What do we need for FDW in 9.3? Want discussion of what to implement. Hanada is working on pgsql_fdw. Wants this in the core distribution, to replace dblink. Currently FDWs are read-only so users still need dblink. There is a list of features Hanada wants to implement.

One issue is naming. Currently we already have postgresql_fdw in core, which is used by dblink. Proposed pgsql_fdw, but that doesn't fit our naming conventions. We should maybe rename the dblink one to dblink_fdw. There is also an issue around options where it should consult libpq on what options are supported. Since the function name conflicts are internal, this would only mess with pgupgrade.

Features include:
* writeable FDWs
* aggregation pushdown
* table sorting pushdown
* table inheritance with FDW
* constraint support on foreign tables

Writeable FDW is the most interesting feature. One issue is transaction control, suggestion is that it's the responsibility of the FD module to control transactions, not PostgreSQL. Two ways to do it: one is that every write to a FT is an autocommit transaction. The other option is that the FT commits when you commit your local transaction. SQL Server automatically does two-phase commit. But it might be better for a first version not to have any transaction control.

We will implement with no remote transaction control for the version for 9.3. Plus distributed transactions have lots of interesting failure conditions.

KaiGai plans to get pgsql_fdw into the first CF so that we can play with it.

=== Parallel Query ===

Everyone run screaming from the room. First, understand that not everyone is I/O bound. There are cases where the system is primarily memory or CPU-constrained. If you have a handful of very complex queries which are primarily memory-bound, but we're not always I/O constrained, we need to look at ways to parallelize memory/CPU-constrained systems. We need to start looking incrementally with how we can do some things in parallel.

Already-completed parallel pg_dump is an example of this. We need more cases where we can surgically parallelize stuff. Josh brought up the issue of PostGIS queries which need CPU parallelism. Greg brought up 48-core server with 256GB of RAM for a 100GB server. If we can get 4 CPUs, we get better memory bandwidth. We're sometimes memory-bound because of non-sharable memory bandwidth. Bruce told story of Informix 6's parallelism disaster.
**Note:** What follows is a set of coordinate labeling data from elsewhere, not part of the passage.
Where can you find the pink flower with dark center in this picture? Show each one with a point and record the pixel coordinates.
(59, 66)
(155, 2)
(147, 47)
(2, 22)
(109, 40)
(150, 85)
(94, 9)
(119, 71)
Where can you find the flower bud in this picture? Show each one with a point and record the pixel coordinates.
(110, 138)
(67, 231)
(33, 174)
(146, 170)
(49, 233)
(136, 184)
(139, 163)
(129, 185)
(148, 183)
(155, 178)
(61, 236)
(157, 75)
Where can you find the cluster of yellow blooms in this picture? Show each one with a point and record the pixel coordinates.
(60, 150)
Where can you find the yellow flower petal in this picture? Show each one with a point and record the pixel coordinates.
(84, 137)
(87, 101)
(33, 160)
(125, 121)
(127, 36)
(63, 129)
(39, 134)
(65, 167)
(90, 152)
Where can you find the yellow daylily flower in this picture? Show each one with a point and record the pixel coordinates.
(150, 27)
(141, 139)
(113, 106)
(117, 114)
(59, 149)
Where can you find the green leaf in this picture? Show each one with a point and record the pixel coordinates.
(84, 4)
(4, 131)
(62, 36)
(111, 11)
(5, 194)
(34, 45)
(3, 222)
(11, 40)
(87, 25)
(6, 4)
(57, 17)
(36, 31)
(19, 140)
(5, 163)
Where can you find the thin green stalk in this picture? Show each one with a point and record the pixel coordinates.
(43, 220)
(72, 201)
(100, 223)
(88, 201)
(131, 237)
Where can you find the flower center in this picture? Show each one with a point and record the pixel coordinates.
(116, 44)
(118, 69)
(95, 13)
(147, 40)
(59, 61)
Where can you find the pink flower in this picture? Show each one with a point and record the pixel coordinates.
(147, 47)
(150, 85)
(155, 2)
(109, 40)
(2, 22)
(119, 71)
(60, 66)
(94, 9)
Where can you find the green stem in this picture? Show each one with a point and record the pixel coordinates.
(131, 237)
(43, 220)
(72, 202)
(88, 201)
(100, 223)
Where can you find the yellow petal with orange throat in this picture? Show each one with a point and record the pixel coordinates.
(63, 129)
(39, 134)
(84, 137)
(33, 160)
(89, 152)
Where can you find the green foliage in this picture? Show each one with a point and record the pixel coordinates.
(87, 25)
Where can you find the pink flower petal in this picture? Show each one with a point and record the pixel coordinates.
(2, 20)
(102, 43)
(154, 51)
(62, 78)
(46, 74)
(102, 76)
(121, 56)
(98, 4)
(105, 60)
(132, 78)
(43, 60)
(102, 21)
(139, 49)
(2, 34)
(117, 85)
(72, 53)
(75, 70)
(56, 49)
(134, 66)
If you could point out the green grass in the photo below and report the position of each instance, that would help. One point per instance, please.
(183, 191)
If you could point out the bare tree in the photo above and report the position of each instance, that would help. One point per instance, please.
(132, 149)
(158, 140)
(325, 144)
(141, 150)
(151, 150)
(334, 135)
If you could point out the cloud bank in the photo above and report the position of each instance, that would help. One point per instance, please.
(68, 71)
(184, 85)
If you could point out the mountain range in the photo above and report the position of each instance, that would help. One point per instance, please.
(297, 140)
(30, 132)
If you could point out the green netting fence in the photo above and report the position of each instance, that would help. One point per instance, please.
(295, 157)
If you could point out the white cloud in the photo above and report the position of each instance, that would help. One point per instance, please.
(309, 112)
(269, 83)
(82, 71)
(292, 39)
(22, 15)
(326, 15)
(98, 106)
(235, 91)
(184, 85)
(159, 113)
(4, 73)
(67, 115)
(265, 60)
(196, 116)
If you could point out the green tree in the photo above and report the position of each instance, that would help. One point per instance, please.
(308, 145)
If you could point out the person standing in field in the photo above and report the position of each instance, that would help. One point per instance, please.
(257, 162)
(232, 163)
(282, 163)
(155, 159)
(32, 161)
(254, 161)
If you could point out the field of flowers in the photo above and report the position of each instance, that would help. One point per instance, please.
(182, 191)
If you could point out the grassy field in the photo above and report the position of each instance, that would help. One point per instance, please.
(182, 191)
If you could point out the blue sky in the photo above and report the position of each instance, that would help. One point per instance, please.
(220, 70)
We need a task list of individual tasks we could parallelize instead of parallelizing everything. We do need a general "helper process" infrastructure so that we can hand work off to them. Simon is working on the parallel worker tasks now.

Bruce and Greg discussed Greenplum's history. The way we generate query plans makes this hard, since it's kind of a "pull" basis: "gimme a tuple". If our query plan was a task list it would be easier. MPP systems have plans where they look at which steps can be parallelized and what they cost.

The hard stuff is in the optimizer. Creating a cost model is really difficult. Peter brought up the Intel threading building blocks as a generalized parallelism case with a graph dependency. It has this thing called "task stealing". The classic parallelism case is video rendering, but our tasks are not like that. We need one-off cases for each task.

It's like the Windows port in terms of scope and complexity. This is different from the Windows port, in that we can do it piecemeal, but we need to decide to go down the road of additional complexity. Dimitri suggested exposing the executor as a virtual machine. A lot of stuff is different. Josh suggested starting with parallel index build as the easiest single task with solid benefit. Bruce points out the even simpler case is to build several indexes in parallel over the same scan.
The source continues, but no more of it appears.